There are two types of people in this world: those who divide the world into two types of people and those who don’t.
That old joke sums up the argument between those who promote a strict “buy-and-hold” strategy and others who completely reject it in favor of “market timing.”
This polarized view of the two strategies seems extreme—like the Manicheans who divided the entire world into either good or evil. There should be room for an intellectual middle ground that respects the philosophy supporting both approaches. My centrist opinion will surely draw criticism from both sides, but the fact remains that each strategy has serious flaws.
A particularly severe bear market popularizes the belief that “buy-and-hold is dead”—and for good reason. Riding a bear market into the ground is an excruciatingly painful experience. Active managers point out (justifiably) that under those circumstances, an effective sell strategy could avoid severe losses (not to mention the emotional pain) as well as provide cash reserves that could be reinvested at lower price levels.

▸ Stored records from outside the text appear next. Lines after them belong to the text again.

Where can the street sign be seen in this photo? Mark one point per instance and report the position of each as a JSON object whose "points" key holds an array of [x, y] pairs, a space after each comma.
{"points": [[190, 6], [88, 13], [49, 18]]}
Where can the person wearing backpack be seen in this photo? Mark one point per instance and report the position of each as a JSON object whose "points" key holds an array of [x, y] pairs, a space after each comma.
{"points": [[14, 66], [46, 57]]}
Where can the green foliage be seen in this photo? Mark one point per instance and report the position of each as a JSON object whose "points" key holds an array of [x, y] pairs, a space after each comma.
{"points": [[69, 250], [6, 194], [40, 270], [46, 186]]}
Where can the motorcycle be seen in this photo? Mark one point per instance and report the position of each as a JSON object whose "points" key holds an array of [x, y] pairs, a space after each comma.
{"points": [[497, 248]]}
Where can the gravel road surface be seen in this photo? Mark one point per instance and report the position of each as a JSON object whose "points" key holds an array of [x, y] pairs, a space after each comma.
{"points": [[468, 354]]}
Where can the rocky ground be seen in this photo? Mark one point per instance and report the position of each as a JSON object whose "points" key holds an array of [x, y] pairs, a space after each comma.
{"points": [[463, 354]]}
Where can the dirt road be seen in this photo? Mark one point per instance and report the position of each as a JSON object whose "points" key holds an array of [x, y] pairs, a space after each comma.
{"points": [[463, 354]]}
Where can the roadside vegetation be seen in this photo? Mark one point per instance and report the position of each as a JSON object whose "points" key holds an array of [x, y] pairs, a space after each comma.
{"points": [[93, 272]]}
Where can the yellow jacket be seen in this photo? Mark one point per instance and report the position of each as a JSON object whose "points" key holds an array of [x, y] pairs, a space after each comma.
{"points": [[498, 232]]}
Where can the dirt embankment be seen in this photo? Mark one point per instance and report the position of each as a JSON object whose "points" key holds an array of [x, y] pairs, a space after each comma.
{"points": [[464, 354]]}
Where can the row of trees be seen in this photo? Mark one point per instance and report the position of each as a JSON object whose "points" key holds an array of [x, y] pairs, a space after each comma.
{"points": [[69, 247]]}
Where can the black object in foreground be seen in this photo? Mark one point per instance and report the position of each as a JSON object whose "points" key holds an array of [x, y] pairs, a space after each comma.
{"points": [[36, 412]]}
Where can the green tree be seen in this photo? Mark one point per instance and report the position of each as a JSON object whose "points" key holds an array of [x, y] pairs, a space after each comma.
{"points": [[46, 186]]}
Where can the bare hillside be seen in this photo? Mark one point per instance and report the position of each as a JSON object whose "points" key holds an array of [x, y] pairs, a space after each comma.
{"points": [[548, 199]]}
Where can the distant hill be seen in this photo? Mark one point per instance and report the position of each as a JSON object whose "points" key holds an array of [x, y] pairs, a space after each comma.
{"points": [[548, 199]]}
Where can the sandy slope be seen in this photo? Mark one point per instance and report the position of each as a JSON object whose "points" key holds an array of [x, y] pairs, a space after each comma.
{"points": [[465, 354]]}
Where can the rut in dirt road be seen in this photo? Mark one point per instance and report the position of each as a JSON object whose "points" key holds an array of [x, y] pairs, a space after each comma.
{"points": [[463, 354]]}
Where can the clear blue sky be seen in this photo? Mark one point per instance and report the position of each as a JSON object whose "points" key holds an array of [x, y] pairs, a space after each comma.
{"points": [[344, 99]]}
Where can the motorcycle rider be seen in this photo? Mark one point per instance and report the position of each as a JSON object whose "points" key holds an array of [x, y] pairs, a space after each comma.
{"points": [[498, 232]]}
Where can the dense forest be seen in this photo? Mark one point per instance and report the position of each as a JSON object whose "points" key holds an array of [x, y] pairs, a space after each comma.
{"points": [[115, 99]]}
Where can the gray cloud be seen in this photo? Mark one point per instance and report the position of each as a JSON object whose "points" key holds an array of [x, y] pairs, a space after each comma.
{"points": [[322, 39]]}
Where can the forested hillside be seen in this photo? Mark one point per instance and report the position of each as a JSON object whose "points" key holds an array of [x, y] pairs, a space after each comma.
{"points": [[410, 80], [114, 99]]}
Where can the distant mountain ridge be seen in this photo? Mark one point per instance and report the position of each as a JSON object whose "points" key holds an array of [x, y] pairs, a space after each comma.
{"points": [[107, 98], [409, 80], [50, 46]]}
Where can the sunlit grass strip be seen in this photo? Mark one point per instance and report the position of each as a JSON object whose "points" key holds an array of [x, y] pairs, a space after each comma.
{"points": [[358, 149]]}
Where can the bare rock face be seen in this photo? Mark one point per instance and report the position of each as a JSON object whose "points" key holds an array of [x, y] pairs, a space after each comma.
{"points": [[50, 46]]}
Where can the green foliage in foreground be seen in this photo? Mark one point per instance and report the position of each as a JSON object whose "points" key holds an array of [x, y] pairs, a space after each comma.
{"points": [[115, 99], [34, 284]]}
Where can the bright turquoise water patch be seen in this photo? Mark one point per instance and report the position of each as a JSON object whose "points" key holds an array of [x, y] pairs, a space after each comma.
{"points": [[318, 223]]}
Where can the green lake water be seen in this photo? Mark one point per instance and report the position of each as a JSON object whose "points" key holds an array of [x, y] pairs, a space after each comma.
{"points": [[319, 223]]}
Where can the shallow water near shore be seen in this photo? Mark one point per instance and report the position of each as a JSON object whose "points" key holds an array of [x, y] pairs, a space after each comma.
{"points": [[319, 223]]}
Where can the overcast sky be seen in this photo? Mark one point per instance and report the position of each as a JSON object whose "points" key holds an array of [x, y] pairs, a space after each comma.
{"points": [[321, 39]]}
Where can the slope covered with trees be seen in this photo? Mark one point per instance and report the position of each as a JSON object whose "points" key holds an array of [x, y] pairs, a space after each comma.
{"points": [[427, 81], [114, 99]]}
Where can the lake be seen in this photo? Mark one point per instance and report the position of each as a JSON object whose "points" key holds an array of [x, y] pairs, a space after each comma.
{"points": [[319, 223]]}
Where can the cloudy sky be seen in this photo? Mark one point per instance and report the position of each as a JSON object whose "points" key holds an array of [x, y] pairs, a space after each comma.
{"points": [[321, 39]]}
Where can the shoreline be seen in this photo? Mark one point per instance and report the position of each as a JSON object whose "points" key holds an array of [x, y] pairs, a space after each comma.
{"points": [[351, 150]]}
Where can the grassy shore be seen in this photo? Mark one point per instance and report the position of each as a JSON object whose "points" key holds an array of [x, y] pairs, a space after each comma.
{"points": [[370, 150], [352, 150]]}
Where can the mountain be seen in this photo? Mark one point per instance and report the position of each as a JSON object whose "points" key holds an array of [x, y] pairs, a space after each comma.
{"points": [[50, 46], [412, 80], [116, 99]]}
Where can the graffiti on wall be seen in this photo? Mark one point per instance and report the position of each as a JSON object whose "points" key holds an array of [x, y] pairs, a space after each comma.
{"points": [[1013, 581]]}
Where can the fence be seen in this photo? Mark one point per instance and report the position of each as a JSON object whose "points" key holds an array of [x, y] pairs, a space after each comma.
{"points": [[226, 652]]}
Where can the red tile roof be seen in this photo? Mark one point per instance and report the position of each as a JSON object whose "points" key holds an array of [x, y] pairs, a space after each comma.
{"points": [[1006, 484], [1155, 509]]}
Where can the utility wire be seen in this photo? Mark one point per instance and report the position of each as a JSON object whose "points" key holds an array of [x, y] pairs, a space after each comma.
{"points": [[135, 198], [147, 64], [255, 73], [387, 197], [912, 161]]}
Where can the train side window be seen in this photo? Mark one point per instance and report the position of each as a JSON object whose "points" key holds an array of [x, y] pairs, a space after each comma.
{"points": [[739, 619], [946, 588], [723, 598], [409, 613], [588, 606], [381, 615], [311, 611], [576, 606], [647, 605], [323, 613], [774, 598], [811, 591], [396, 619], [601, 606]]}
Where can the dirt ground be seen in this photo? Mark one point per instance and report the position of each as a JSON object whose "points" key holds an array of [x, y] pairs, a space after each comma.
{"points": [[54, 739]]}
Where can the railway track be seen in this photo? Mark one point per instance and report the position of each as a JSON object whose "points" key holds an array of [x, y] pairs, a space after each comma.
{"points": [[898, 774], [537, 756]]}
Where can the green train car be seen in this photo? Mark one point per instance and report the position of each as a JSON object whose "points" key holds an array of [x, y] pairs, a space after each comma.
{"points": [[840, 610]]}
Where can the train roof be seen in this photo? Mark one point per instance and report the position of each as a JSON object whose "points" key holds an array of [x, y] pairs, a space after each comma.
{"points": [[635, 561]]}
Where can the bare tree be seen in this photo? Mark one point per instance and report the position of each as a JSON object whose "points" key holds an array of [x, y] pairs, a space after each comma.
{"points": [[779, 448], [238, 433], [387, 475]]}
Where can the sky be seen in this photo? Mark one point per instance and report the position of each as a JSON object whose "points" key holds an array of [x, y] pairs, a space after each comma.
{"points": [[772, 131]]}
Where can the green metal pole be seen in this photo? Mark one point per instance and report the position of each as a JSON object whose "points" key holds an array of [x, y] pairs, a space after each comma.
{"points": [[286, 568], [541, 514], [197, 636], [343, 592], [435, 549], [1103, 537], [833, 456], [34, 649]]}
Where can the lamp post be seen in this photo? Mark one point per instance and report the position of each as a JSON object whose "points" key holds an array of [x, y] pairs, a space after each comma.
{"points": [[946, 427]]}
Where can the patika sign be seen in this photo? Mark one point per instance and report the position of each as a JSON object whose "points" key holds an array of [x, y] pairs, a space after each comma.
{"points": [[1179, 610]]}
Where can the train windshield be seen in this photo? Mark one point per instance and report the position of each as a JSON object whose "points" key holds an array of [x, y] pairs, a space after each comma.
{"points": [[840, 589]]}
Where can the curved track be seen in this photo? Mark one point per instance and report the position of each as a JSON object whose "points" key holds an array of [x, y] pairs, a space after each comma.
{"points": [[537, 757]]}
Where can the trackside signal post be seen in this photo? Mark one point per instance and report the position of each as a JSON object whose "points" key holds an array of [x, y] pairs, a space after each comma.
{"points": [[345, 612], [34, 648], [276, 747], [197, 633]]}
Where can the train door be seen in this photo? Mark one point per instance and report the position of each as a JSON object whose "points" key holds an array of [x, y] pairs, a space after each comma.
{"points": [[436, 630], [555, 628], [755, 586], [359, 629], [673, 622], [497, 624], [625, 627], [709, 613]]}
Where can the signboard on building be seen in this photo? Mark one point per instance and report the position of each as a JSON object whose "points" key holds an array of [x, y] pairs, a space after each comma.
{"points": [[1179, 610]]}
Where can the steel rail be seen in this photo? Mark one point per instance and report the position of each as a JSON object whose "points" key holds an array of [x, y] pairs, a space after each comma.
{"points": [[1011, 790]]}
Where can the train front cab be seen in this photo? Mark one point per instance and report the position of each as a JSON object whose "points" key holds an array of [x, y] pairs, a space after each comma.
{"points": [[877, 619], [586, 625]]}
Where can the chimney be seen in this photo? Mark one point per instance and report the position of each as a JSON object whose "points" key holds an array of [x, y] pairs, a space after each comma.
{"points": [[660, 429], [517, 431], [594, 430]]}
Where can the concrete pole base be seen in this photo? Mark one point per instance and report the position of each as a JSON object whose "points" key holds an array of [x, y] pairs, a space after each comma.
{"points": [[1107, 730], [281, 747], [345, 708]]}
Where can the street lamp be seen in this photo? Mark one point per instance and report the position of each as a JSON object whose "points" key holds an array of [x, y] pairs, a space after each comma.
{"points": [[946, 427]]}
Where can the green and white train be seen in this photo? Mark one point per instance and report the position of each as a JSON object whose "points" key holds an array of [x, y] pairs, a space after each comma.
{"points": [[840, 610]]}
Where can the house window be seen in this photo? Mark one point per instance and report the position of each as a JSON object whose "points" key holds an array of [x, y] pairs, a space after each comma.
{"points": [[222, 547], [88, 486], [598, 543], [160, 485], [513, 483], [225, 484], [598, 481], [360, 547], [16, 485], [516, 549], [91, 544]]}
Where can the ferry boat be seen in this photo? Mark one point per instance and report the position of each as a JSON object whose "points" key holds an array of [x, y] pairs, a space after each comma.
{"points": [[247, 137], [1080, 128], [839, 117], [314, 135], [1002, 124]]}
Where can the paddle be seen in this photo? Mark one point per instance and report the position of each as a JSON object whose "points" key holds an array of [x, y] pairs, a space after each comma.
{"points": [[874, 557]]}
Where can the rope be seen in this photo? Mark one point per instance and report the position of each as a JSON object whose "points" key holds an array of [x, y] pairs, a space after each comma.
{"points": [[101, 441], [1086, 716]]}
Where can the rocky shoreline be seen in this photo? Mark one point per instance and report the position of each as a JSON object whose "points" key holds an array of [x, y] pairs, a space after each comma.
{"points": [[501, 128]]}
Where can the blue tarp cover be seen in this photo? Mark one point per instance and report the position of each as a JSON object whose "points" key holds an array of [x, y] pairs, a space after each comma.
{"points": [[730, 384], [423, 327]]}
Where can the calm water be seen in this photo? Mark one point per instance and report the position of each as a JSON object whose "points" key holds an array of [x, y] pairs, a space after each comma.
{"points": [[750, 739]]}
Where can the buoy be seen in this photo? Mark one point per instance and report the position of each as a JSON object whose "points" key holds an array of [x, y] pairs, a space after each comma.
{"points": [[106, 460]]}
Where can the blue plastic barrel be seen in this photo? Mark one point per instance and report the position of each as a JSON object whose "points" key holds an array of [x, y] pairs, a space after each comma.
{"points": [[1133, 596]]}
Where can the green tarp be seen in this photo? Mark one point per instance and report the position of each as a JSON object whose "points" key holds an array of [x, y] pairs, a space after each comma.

On the other hand, passive managers and indexers will point out that this argument is based on the dubious assumption that active managers can effectively time the market. They argue that the preponderance of evidence refutes claims that market timers can consistently sell near the top or buy near the bottom.
Twenty-five years of personal experience trying to time the market convinced me that I couldn’t do it consistently enough to claim success. The mixed results of investment “geniuses” and gurus extended that belief to include everyone else. So I chose a more passive approach in order to shift my focus to reducing risk and expenses in lieu of increasing potential returns.
This created a dilemma. A strict buy-and-hold discipline ignored the value strategy I learned by studying Benjamin Graham and his disciples. After all, the most fundamental rule of investing is “buy low, sell high,” so a strategy that doesn’t consider market valuation seemed fatally flawed.
Yet any deviation from “buy-and-hold” would inevitably put me on the slippery slope of market timing. Setting aside the problem of how best to value the market (given that value is in the eye of the beholder), it seems foolhardy to ignore the valuation issue even if you question market timing as a strategy.
A reasonable alternative is to employ a tactical asset-allocation policy. This can modify the strategic long-term asset allocation during periods of perceived over or undervaluation. As opposed to an “all-in” or “all-out” market-timing approach, a tactical asset overlay allows you to adjust your allocation in response to significant changes in market conditions. While this more nuanced alternative eliminates none of the fundamental problems inherent in either strategy, it does recognize the advantages of both approaches.
This tactical shift acknowledges the lopsided risk/reward relationship present at market highs and lows. While an “overvalued” market does not guarantee future price declines (since the fundamentals could catch up to prices), it does represent diminished reward potential and increased risk. If you are not being adequately compensated for taking risk, then placing at least some investment capital in reserve makes sense.
Cash reserves can also provide a psychological benefit. It’s unnerving to be fully invested in a rapidly declining market when the only course of action is to sell. Holding cash reserves can steady an investor’s nerves under those conditions. Whether that cash is actually reinvested at lower prices may not be as important as the psychological strength it gives the investor—a feeling of having at least some measure of control in a difficult situation.
I don’t believe that following a tactical allocation strategy makes me a closet market-timer or invalidates my faith in a generally passive buy-and-hold strategy. While this strategy may not be orthodox, it’s more pragmatic than an uncompromising commitment to either doctrine.
Those who dogmatically pursue a strategy in spite of contradictory evidence seem driven more by blind faith than intellect. You could say (as Michael Falk did more succinctly) “the dogma ate their homework.”